Staff Reports Posted 26 August 2019 at 11:11 am

Photo courtesy of Assemblyman Steve Hawley’s Office: State Assemblyman Steve Hawley, right, was given a tour last Thursday of Kludt Brothers Farms in Kendall by Gary Kludt, left. Hawley is looking at crates of sweet corn ready for shipment. The Kludts are in their third generation as as growers of beets, corn, wheat, sweet corn and cabbage, which is shipped all over the Northeast.

KENDALL – During a three-county tour of farms last Thursday, State Assemblyman Steve Hawley said he heard from farmers they are concerned the legislation will increase their operating costs and also make it more difficult to find workers.

The Farm Laborers Fair Labor Practices Act was signed into law by Gov. Andrew Cuomo last month and takes effect on Jan. 1.
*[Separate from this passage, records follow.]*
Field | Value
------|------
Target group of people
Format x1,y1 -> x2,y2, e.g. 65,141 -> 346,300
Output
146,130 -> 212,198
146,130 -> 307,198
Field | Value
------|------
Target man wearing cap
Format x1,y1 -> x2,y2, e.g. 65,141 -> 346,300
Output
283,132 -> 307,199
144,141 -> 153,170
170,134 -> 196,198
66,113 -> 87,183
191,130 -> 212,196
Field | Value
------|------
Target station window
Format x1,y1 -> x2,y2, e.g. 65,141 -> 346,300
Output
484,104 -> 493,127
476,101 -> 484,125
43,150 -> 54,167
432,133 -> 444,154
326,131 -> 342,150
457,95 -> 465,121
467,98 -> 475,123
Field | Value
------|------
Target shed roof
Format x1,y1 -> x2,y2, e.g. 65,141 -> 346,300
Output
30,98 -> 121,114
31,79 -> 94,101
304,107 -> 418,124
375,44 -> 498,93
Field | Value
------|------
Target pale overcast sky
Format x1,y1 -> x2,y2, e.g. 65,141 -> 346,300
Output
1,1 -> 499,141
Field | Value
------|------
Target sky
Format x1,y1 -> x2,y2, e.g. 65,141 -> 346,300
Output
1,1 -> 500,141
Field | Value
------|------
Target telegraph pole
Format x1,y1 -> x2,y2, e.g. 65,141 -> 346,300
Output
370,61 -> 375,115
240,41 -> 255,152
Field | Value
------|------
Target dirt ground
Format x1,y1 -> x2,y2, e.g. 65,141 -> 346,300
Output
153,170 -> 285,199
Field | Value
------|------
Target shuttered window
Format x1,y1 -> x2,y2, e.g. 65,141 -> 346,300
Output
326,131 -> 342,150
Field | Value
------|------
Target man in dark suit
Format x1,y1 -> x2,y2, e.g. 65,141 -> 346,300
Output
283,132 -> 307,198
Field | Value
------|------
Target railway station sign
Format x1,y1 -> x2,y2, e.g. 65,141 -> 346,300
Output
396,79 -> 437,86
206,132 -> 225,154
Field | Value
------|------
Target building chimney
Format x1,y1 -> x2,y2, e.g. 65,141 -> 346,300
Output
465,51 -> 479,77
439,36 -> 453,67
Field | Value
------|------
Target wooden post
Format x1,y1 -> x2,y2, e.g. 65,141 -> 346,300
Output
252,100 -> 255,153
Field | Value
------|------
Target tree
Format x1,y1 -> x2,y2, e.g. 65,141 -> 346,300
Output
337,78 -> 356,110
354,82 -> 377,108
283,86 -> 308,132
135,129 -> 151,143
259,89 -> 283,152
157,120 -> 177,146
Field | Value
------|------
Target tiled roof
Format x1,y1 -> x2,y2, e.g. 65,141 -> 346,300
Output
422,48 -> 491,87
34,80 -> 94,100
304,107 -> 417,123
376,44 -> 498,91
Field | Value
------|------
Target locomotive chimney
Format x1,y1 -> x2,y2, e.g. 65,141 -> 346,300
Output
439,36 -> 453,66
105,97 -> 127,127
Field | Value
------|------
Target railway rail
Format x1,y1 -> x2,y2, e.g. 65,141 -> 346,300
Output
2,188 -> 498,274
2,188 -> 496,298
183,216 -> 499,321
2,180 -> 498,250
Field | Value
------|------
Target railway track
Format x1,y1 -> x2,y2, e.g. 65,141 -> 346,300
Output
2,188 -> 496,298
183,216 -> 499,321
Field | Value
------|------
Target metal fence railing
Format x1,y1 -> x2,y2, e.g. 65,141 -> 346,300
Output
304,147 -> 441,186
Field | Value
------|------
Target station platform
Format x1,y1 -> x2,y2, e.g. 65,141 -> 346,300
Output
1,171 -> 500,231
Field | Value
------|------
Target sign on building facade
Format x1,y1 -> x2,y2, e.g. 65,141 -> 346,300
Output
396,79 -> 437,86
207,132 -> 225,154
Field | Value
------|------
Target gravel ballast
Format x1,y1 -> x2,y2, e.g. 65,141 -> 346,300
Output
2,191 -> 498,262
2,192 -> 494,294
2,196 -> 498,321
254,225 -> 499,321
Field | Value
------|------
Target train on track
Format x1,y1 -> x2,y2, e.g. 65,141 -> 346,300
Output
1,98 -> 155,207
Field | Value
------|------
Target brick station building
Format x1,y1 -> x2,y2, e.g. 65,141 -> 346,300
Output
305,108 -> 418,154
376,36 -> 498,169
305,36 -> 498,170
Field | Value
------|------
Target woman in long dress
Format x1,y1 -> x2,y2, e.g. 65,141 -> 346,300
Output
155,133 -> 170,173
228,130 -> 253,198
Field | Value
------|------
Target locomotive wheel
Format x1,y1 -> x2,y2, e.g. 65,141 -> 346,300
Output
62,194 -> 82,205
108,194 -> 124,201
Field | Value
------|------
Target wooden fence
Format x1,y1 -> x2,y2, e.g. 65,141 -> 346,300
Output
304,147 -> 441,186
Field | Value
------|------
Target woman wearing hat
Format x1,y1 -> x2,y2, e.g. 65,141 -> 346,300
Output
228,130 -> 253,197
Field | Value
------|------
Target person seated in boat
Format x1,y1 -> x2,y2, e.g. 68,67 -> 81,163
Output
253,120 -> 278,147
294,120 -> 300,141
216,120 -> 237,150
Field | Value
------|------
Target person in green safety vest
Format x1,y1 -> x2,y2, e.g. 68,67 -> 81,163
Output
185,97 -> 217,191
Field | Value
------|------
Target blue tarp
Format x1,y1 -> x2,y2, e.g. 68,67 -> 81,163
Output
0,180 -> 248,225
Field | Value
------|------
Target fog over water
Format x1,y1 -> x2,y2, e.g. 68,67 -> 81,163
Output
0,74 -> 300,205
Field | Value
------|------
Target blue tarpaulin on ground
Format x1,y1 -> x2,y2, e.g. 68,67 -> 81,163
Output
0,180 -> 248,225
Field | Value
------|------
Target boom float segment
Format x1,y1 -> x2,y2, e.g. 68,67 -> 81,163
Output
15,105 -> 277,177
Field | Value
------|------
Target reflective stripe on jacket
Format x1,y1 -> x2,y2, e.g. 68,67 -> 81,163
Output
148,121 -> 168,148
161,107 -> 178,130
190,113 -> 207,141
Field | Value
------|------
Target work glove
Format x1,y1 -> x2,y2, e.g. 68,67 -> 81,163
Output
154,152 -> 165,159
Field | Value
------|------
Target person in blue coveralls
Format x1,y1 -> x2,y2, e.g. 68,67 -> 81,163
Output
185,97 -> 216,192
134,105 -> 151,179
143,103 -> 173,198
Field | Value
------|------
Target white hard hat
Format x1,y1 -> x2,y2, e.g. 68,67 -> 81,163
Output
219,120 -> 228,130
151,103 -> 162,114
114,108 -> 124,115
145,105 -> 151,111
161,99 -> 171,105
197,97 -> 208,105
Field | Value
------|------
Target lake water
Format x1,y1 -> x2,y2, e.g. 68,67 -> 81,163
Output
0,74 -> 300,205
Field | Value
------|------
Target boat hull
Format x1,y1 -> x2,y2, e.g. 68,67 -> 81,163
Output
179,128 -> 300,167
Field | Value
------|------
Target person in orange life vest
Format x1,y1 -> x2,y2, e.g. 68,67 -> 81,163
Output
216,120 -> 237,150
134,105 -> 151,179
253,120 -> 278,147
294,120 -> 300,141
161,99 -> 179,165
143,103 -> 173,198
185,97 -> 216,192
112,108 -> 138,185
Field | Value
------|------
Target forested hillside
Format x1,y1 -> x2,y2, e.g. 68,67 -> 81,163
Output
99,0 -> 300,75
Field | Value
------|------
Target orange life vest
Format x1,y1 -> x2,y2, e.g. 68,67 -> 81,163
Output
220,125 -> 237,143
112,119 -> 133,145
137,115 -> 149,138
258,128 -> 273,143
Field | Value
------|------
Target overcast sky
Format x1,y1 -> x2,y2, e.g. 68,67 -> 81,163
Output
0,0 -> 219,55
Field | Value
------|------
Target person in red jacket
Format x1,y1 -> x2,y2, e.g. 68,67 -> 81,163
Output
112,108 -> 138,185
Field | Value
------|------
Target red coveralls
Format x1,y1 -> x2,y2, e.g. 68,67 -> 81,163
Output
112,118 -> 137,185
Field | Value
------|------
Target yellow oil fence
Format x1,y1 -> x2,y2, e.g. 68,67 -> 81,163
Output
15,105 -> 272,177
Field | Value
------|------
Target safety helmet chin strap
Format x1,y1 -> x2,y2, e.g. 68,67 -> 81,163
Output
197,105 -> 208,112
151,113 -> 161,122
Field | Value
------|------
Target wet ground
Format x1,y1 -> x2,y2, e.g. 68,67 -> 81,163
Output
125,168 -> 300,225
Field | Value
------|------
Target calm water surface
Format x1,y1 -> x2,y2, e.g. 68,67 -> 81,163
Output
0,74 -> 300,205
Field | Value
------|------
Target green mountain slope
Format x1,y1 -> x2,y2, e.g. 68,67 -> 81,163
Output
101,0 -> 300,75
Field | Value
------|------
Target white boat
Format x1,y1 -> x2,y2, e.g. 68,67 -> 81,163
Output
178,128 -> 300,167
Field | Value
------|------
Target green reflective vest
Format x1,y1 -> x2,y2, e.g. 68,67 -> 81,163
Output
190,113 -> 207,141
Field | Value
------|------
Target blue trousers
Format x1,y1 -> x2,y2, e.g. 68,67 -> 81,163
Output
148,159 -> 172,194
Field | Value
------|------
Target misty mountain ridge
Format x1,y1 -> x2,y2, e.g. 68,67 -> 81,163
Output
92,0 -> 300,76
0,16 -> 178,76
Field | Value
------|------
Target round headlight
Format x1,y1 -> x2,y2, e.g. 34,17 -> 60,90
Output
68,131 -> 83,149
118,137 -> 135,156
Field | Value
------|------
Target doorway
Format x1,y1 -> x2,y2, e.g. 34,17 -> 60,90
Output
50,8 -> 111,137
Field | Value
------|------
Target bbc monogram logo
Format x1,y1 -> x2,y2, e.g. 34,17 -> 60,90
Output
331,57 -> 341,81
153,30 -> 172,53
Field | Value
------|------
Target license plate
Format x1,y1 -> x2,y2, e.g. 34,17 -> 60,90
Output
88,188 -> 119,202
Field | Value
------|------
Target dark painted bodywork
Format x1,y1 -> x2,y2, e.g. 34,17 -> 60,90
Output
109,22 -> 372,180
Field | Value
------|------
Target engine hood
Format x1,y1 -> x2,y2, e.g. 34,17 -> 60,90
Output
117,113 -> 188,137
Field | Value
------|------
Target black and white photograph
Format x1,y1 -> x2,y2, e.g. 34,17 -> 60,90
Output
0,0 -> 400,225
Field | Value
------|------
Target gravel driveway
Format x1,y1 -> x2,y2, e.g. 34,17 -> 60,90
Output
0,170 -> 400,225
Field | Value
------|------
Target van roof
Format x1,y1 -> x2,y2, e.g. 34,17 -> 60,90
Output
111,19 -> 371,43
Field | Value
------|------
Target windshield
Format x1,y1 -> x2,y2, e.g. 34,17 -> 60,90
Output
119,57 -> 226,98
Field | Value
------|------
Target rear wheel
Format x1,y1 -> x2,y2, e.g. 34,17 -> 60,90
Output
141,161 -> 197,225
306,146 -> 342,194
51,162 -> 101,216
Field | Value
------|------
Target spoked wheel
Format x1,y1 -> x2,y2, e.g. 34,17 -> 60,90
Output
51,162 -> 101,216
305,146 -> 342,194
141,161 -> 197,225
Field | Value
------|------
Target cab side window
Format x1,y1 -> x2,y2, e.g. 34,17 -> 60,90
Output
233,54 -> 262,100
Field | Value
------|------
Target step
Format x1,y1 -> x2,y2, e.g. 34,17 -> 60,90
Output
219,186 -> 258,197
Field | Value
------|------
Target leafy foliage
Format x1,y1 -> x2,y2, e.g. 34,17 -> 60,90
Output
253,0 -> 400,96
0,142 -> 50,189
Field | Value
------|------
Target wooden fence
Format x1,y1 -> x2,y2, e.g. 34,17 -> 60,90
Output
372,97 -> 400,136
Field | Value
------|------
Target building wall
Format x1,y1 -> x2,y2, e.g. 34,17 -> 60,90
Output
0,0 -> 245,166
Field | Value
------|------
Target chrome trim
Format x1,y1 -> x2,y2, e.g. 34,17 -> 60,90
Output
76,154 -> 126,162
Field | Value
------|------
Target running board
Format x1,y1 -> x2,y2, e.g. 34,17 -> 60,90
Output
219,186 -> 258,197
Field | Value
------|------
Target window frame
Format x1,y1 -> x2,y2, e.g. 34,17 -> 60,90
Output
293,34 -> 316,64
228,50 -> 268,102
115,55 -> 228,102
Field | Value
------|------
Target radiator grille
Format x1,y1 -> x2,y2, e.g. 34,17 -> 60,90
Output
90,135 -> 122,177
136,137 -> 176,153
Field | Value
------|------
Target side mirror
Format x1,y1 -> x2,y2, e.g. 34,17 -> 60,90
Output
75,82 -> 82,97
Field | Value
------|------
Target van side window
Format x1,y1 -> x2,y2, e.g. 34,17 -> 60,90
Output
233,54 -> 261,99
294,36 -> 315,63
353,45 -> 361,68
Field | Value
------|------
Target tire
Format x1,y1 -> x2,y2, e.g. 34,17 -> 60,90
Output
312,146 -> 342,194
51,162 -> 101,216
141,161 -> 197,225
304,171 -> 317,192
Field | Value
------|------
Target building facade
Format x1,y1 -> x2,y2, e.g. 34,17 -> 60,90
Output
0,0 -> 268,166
“As a former farm operator, it was great to meet so many dedicated families that are driving New York’s agricultural sector here in Western New York,” Hawley said. “A consistent theme at all of the farms we visited was the new labor regulations pushed by downstate politicians and their detrimental effect on family farms throughout the state. Many owners are concerned about labor shortage during an already short growing season and the possibility of migrant workers leaving to earn more money in other states.”

The legislation will require overtime pay after 60 hours in one week. The Farm Laborers Fair Labor Practices Act also provides unemployment insurance, 24 consecutive hours of rest each week, and a sanitary code for all farm and food processing labor camps intended to house farm laborers. It also gives workers the rights to collective bargaining.

Hawley toured CY Farms in Elba, Zuber Farms LLC in Churchville, Kludt Bros Farm in Kendall, and Lynn-ette & Sons Inc. in Kent.

“I want to thank all the farm owners and their families for having me on a tour of their facilities,” Hawley said. “I understand how detrimental these new labor regulations can be to our agriculture sector and I will be pushing very hard to have a seat at the table for the Commissioner of Agriculture and Farm Bureau members on the new wage board.”

The farm owners are concerned the legislation will result in workers going to other states with fewer hourly and wage restrictions, Hawley said.